Outlook for 5 years picks heat to rise

The current El Nino - a meteorological event in which a band of warm water develops in the Pacific Ocean around the equator - is about to peak. Photo / Alan Gibson
The current El Nino - a meteorological event in which a band of warm water develops in the Pacific Ocean around the equator - is about to peak. Photo / Alan Gibson

Global temperatures will continue to soar over the next year as rising levels of greenhouse gas emissions and El Nino combine to bring more record-breaking warmth to the planet.

According to the Met Office's forecast for the next five years, this year is likely to be the warmest since records began. Next year there will be a dip as the effects of El Nino dissipate, but after that, and for the remainder of the decade, the world will experience more warming. The forecast, which is to be put out this week, is the first such report since the Met Office overhauled its near-term climate prediction system last year.

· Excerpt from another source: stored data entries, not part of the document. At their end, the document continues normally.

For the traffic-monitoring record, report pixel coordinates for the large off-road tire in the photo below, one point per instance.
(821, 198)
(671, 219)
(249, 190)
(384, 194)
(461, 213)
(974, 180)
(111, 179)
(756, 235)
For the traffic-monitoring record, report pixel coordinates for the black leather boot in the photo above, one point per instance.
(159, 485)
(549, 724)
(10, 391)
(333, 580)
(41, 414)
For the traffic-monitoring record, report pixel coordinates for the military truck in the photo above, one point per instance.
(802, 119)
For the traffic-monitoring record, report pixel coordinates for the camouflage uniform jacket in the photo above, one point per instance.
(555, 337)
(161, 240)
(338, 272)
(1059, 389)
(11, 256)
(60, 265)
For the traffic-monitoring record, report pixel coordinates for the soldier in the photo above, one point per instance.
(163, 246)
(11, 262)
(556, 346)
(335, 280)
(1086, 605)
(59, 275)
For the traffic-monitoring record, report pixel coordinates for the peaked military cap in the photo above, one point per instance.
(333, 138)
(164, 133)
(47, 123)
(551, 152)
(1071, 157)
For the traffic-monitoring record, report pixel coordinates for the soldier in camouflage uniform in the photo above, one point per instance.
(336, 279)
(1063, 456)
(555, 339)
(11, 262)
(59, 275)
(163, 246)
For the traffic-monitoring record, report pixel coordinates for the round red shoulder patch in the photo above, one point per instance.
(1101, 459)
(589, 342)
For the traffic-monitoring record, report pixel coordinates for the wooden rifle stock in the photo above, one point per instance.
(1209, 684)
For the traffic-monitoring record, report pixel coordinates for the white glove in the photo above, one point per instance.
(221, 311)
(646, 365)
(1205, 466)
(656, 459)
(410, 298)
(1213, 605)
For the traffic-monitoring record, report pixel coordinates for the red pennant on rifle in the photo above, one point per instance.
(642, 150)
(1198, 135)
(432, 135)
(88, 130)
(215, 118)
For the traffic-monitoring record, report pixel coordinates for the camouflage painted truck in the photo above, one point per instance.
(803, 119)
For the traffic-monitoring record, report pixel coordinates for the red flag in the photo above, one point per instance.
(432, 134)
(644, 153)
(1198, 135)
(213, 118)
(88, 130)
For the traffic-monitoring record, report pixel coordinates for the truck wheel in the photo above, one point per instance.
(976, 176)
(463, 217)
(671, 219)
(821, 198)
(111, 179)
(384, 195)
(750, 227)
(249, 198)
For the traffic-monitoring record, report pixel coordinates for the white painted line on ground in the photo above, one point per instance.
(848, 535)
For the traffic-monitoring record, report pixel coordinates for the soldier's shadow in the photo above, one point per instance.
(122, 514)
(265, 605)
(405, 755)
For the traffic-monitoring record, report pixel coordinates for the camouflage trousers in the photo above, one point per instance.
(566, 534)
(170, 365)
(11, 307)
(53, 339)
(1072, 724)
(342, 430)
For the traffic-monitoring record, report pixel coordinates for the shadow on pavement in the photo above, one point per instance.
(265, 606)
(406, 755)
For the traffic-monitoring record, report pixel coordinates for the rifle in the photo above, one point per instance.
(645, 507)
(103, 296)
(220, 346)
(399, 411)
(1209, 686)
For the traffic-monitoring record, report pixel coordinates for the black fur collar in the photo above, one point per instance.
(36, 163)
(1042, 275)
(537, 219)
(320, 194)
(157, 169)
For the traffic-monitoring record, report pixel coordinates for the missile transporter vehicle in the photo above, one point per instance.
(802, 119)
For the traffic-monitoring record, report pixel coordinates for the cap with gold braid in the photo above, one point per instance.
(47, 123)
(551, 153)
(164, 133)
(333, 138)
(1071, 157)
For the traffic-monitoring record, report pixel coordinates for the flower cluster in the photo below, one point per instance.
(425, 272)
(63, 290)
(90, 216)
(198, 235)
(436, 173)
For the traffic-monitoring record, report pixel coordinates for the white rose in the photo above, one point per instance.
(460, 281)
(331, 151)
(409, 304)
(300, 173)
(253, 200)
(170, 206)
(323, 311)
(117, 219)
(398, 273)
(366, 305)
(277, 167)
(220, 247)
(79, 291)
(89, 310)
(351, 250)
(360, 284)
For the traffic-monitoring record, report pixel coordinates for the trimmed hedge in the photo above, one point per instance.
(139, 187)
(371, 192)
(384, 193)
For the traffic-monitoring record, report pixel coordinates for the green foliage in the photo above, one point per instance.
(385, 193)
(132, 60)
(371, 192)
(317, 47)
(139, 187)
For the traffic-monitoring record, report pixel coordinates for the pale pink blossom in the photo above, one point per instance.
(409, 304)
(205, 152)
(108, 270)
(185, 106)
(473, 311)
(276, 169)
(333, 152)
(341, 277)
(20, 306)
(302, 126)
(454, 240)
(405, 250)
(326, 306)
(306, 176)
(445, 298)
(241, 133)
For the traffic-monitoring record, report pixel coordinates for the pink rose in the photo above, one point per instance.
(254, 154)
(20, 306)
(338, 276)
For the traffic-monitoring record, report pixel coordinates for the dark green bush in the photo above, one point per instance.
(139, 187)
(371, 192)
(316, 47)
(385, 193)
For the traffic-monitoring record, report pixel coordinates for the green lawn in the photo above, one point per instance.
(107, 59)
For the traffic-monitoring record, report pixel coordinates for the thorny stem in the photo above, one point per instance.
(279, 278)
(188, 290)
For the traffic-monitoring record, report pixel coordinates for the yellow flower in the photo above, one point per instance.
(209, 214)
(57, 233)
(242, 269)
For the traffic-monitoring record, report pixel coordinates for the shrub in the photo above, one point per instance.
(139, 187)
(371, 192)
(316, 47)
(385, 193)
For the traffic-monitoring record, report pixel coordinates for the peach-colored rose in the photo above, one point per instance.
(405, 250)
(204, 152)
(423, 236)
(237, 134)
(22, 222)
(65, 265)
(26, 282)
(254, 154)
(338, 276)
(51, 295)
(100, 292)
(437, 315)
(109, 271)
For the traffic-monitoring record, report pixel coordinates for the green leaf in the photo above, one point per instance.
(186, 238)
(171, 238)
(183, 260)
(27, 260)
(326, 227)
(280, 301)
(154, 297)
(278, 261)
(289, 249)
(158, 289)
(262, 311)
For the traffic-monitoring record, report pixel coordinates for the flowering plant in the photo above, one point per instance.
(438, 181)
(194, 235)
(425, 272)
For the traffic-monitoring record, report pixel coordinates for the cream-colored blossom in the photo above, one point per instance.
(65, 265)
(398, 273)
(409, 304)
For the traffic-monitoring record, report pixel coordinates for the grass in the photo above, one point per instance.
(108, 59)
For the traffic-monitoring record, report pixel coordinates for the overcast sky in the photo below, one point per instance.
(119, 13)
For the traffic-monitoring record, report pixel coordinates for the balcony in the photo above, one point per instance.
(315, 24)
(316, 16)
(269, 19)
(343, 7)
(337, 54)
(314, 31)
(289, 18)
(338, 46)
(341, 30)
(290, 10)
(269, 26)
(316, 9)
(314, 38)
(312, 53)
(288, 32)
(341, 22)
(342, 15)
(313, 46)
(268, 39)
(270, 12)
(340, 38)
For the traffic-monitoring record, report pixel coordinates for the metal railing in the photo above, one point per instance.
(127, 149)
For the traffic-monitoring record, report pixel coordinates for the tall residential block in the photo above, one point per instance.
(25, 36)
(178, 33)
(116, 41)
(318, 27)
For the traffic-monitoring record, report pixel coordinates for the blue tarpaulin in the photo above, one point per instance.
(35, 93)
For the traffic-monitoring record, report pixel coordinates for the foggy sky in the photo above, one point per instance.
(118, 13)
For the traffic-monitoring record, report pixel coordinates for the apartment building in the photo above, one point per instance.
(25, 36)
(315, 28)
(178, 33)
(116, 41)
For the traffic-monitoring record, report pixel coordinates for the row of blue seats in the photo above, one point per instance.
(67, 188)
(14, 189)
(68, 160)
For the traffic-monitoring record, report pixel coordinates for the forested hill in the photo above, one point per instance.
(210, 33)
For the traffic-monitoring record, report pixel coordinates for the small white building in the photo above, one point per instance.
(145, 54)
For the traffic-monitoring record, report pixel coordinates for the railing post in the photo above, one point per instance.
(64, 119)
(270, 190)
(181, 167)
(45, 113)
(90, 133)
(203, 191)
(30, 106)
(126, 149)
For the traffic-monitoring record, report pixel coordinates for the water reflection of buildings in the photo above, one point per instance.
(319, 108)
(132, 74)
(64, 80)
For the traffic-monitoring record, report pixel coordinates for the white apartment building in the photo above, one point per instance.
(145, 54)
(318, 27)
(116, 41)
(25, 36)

"We cannot say exactly how hot 2018, 2019 or 2020 will be. That will depend on other variables. But the general trend is going to be upwards," said Doug Smith, a Met Office expert on long-term forecasting.

The current El Nino - a meteorological event in which a band of warm water develops in the Pacific Ocean around the equator - is about to peak. However, global warming associated with the event normally lags several months, so 2016 could be hotter than 2015, the warmest year on record.

Some climate change deniers have claimed the current El Nino alone was responsible for making last year a record one, with the effects of carbon emissions being irrelevant. Smith rejects these claims.

"We have had El Ninos before," he said. "The one in 1997-98 was particularly intense. Nevertheless, global temperatures were less then than they were in 2015 - and that is because background heating caused by increasing carbon dioxide levels in the atmosphere are higher today than they were in 1997-98."